4 – Clairement ce film irait à l’encontre de tout ce qui se fait et se pense actuellement dans l’air du temps, même s’il était réalisé il ne serait programmé nulle part et le projeter dans la grange de la maison dont j’ai parlé aurait un intérêt limité puisque les habitants ont devant leur porte le phénomène vivant toujours renouvelé ; je pourrais donc m’éviter les affres du financement, du tournage, de la promo et des critiques en filmant Sans Nom tout simplement avec mon téléphone et en me le projetant à moi-même les nuits d’insomnies, étant ainsi à la fois autrice, productrice, réalisatrice et spectatrice puisque je ne suis pas cinéaste.
Ce serait clairement (oui oui meme pour Mer de brouillard:) un film que j’aimerais beaucoup voir! les mouvements du brouillard la musique japonaise il ne se passerait rien voir des choses invisibles la disparition du lac….

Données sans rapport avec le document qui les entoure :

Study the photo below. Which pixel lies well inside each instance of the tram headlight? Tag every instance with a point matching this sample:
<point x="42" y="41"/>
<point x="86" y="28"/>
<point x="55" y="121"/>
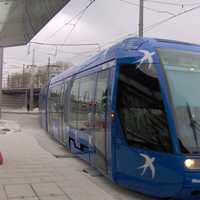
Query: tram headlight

Ce texte est extraordinaire ! Un enchantement que l’idée de ce film et passionnantes les refexions quant à la réalisation. Se projeter dans le visionnage du film. Bon, un drône peut-être à la place de l’helico pour réduire les coûts 🙂
J’aime beaucoup ce flux de pensées qui se confond avec l’objet lui-même (c’est comme ça que je l’ai ressenti). Des réflexions qui tournent autour de ce lac, y plongent, en ressortent changées. très beau texte, merci.